In summary, the present study demonstrates that infants with CF diagnosed by two different IRT/mutation screening strategies have a comparably higher proportion of PS patients at the time of newborn diagnosis than older populations with CF. The proportion is, however, approximately 33% lower than in populations screened by the older repeat IRT non‐mutation strategy. At least in programs where only ΔF508 is screened for, the lower proportion is in part related to the non‐detection of PS patients without a ΔF508 mutation and physicians in regions with such a population should be aware that these patients remain undiagnosed in their community. The current findings also demonstrate that 34 (42%) of the PS patients at the time of neonatal diagnosis had severe class I, II or III mutations, and nearly half of this subgroup suffered deterioration of their pancreatic function and became PI before 5 years of age. Clearly, this subgroup with severe mutations requires careful follow‐up with regard to their pancreatic function.
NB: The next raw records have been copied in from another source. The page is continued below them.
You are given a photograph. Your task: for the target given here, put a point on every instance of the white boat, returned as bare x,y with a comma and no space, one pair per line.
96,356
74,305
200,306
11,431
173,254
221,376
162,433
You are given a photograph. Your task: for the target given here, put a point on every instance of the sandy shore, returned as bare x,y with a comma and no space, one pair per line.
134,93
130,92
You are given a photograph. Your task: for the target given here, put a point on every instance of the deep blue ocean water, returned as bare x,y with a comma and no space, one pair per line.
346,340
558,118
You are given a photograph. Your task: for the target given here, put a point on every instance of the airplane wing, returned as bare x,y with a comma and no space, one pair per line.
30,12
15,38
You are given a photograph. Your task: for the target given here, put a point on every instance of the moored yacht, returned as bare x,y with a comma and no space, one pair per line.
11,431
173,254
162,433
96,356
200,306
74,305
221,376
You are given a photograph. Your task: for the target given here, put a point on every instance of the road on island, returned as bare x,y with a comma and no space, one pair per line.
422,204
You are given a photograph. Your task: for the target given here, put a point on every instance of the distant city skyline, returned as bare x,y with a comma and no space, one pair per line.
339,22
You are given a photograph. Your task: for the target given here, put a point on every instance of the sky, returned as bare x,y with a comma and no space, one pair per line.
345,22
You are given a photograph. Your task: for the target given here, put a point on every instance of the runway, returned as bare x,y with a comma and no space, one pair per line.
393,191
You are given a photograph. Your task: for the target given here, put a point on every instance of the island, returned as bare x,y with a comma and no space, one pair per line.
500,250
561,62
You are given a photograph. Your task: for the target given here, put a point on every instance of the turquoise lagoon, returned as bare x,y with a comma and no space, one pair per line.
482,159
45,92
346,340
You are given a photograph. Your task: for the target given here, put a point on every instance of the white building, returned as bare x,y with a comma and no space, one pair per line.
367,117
What is already known on this topic

  • Non‐mutational CF neonatal screening programmes detect a high proportion of pancreatic sufficient infants with CF in the first month of life.
  • Very limited data, restricted to patients with only class I or II mutations, are available on the pancreatic status of infants with CF diagnosed by an IRT/DNA screening programme.

What this study adds

  • IRT/mutation screening strategies in either ΔF508 dominant or non‐dominant geographical regions have comparable results in terms of pancreatic phenotype but do not detect up to a third of the expected number of PS patients.
  • At birth there are two subgroups of PS patients: (i) those who maintain their PS status, and (ii) those who lose their pancreatic function and become PI anytime from the first year of life up to late childhood.
  • Those who transition from PS to PI have two severe mutations, thus emphasising that this subgroup requires careful follow‐up of their pancreatic status.


CF - cystic fibrosis

CFTR - cystic fibrosis transmembrane conductance regulator

IRT - immunoreactive trypsin

MI - meconium ileus

PI - pancreatic insufficient

PS - pancreatic sufficient

PST - pancreatic stimulation test


Competing interests: None of the authors have any affiliations, financial agreements or other involvement with any of the companies whose products are mentioned in this manuscript.